For changes to the service data themselves we need a image/version of sdc-foundation (or whatever). Perhaps that could be the 'sdc' zone. It would map well. If not, then we'd need a separate "instance" to capture that config version.

Which is just config changes, invariants. It holds the sapi configs (or the code to calculate them).

HN setup, CN setup

Say headnode.sh calls 'sdcadm setup' for most of the work (at least the installation of agents and core zone creation). After setup you have SAPI setup in full mode with /instances that match reality.

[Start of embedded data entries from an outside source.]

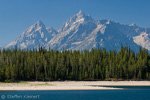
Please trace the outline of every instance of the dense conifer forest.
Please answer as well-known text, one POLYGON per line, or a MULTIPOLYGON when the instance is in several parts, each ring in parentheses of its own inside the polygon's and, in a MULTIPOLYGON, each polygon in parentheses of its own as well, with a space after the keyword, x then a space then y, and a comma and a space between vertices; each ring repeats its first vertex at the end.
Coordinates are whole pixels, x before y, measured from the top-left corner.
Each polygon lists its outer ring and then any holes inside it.
POLYGON ((0 81, 53 80, 150 80, 150 54, 134 53, 129 47, 107 52, 1 50, 0 81))

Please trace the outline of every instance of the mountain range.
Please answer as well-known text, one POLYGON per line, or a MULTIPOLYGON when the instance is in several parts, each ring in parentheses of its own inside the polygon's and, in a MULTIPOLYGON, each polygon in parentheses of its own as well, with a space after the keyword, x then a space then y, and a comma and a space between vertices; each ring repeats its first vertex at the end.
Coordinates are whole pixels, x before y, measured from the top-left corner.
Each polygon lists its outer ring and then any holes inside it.
POLYGON ((99 47, 119 51, 121 44, 130 46, 135 52, 138 52, 140 46, 150 51, 150 28, 106 19, 94 20, 80 10, 58 30, 46 27, 42 21, 38 21, 3 48, 12 49, 17 46, 20 49, 36 49, 42 46, 62 51, 99 47))

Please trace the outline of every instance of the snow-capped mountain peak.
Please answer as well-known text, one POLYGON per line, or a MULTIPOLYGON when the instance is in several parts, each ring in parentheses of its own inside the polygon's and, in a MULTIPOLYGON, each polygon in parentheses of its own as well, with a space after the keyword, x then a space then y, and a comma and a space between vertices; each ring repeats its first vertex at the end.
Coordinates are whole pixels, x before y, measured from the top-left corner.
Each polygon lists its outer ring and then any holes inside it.
POLYGON ((80 10, 58 31, 52 27, 46 28, 42 21, 36 22, 5 48, 17 46, 21 49, 33 49, 42 46, 62 51, 100 47, 119 51, 121 44, 130 46, 135 52, 138 52, 139 46, 150 51, 150 28, 141 28, 136 24, 120 24, 106 19, 94 20, 80 10))
POLYGON ((67 20, 67 22, 61 27, 58 32, 65 31, 69 28, 74 28, 75 26, 85 23, 85 22, 90 22, 93 21, 93 18, 89 15, 85 15, 82 10, 80 10, 76 15, 72 16, 67 20))
POLYGON ((4 48, 14 48, 15 46, 20 49, 38 48, 39 45, 44 46, 52 37, 52 34, 49 34, 43 22, 37 21, 26 29, 15 41, 6 45, 4 48))

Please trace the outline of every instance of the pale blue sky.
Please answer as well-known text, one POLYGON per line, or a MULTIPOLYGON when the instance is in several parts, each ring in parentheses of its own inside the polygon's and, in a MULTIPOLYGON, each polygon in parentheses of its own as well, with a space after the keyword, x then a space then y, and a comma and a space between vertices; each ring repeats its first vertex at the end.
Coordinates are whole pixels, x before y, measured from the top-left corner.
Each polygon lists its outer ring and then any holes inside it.
POLYGON ((0 0, 0 47, 41 20, 58 29, 81 9, 94 19, 150 27, 150 0, 0 0))

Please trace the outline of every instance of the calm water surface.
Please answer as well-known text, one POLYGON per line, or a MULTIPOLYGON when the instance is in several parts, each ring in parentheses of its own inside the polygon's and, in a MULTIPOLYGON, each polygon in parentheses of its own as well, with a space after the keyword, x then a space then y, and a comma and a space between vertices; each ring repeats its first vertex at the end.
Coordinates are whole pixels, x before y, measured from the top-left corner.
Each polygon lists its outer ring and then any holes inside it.
POLYGON ((123 90, 0 91, 0 100, 150 100, 150 87, 123 90))

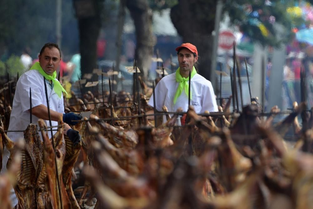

When setting up a CN, what about agents? Currently they just pull the shar from assets zone IP (given in boot params). I don't know that we'd want control for installing agents on a new CN to come from a central authority, do we? If not, then either want /instances (for agents at least) to be reflection of reality rather than explicitly added entries. Let's run with /instances being a reflection of reality (i.e. what 'sdcadm insts' does now).

Ideally I'd like CN boot to be given an imgapi DNS (perhaps inferred from node.config) and a set of agent UUIDs to download and install, if that is possible. Then we don't need the shar. Agents "images" would be put in /usbkey/datasets [sic] and loaded into imgapi along with the others.